Data is crucial to the ability of high-tech stores to charge customers for the items they want without a cashier. Amazon creates skeletal models based on people’s height and shape, according to the lawsuit, which reflect the actual movements of customers inside the store.

“[T]”The Just Walk Out technology used to distinguish shoppers from one another is not biometric and is only used to link a customer to their purchases during a single store visit,” a spokesperson said. Amazon at Insider on Saturday.
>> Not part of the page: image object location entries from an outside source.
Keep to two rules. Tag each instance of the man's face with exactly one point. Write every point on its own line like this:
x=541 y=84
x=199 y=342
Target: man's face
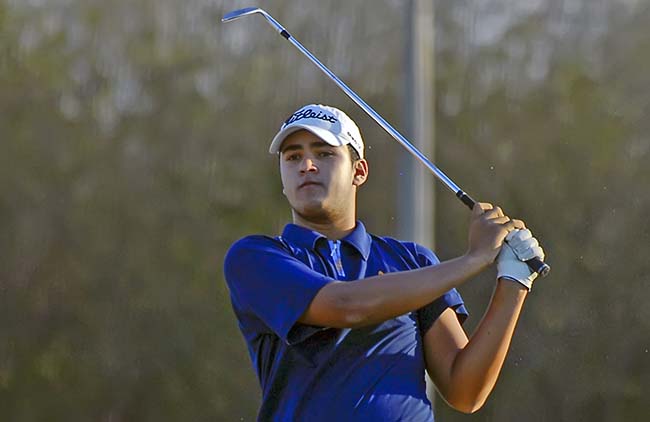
x=319 y=180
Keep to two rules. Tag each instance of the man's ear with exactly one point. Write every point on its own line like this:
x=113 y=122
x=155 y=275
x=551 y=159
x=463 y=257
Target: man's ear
x=360 y=172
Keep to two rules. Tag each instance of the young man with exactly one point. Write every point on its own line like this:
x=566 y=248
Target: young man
x=341 y=324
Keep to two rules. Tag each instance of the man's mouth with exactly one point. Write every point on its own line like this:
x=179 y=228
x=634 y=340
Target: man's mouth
x=309 y=183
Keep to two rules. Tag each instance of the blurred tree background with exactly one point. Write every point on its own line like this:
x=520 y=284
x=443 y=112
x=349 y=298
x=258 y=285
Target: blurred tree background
x=133 y=138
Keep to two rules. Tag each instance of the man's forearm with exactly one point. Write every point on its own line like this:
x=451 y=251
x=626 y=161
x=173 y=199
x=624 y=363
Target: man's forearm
x=477 y=366
x=380 y=298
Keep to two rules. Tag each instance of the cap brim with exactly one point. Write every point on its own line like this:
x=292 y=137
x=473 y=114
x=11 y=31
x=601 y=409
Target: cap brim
x=323 y=134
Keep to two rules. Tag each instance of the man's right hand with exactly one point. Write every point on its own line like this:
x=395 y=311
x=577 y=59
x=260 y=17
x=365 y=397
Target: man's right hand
x=488 y=228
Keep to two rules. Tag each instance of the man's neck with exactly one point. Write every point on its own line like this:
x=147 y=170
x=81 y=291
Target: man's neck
x=332 y=229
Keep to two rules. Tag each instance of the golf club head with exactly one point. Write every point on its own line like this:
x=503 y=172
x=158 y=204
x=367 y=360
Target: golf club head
x=236 y=14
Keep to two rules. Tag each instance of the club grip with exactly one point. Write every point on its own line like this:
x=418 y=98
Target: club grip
x=539 y=266
x=535 y=264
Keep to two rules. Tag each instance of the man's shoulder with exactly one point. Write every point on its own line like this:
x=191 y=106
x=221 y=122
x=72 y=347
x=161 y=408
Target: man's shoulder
x=253 y=243
x=414 y=249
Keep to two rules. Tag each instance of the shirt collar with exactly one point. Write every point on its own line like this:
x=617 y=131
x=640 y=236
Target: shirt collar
x=307 y=238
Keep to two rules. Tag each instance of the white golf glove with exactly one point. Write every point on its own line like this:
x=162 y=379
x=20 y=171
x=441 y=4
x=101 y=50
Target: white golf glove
x=521 y=246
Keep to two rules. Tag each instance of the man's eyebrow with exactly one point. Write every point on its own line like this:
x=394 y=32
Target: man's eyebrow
x=296 y=147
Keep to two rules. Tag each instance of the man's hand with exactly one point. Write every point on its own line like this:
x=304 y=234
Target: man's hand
x=521 y=246
x=488 y=229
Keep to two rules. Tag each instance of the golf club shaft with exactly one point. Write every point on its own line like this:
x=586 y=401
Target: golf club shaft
x=535 y=264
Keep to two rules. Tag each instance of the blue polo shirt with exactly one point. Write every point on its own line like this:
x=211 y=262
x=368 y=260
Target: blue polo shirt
x=310 y=373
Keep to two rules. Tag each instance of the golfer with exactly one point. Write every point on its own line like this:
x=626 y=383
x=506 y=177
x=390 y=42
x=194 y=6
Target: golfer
x=341 y=324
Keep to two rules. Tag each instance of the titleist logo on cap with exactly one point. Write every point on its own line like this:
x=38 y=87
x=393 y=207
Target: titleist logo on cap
x=310 y=114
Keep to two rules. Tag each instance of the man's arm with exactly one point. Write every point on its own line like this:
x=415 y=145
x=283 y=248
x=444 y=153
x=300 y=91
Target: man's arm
x=466 y=370
x=379 y=298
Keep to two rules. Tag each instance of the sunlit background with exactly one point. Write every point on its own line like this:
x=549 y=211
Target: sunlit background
x=133 y=152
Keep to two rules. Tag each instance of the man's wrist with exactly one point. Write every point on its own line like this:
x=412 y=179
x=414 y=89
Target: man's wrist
x=474 y=263
x=514 y=283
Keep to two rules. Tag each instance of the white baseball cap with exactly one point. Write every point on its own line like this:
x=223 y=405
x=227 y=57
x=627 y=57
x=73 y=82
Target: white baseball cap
x=328 y=123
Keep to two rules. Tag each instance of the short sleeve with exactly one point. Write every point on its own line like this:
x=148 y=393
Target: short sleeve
x=264 y=279
x=428 y=315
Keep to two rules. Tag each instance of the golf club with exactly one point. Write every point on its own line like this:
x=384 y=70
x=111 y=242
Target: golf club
x=535 y=264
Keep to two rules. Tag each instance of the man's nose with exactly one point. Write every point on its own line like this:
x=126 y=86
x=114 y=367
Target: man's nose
x=308 y=166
Amazon hadn’t posted signs in its New York stores dealing with biometric data for more than a year, putting them up this week – after the New York Times reported their absence, according to the lawsuit. The new signs state that no biometric data is collected outside of the use of the palm scanner, according to the lawsuit.

“Only shoppers who choose to enroll in Amazon One and choose to be identified by waving their palm over the Amazon One device have their palm biometric data securely collected, and those individuals receive the privacy information appropriate during the registration process,” the spokesperson said. said.

Amazon Go customers must use an app or credit card linked to their Amazon account, or the store’s palm scanner, to enter the store. Shoppers then pick up the items they want to buy, and Amazon tracks the items customers take before automatically charging them when they leave the store.

The lawsuit also claims that the new signs in Amazon Go stores are designed with colors, style and fonts that make them easier to ignore.

“We believe Amazon’s conduct has gone from bad to worse,” Roman-Friedman told Insider.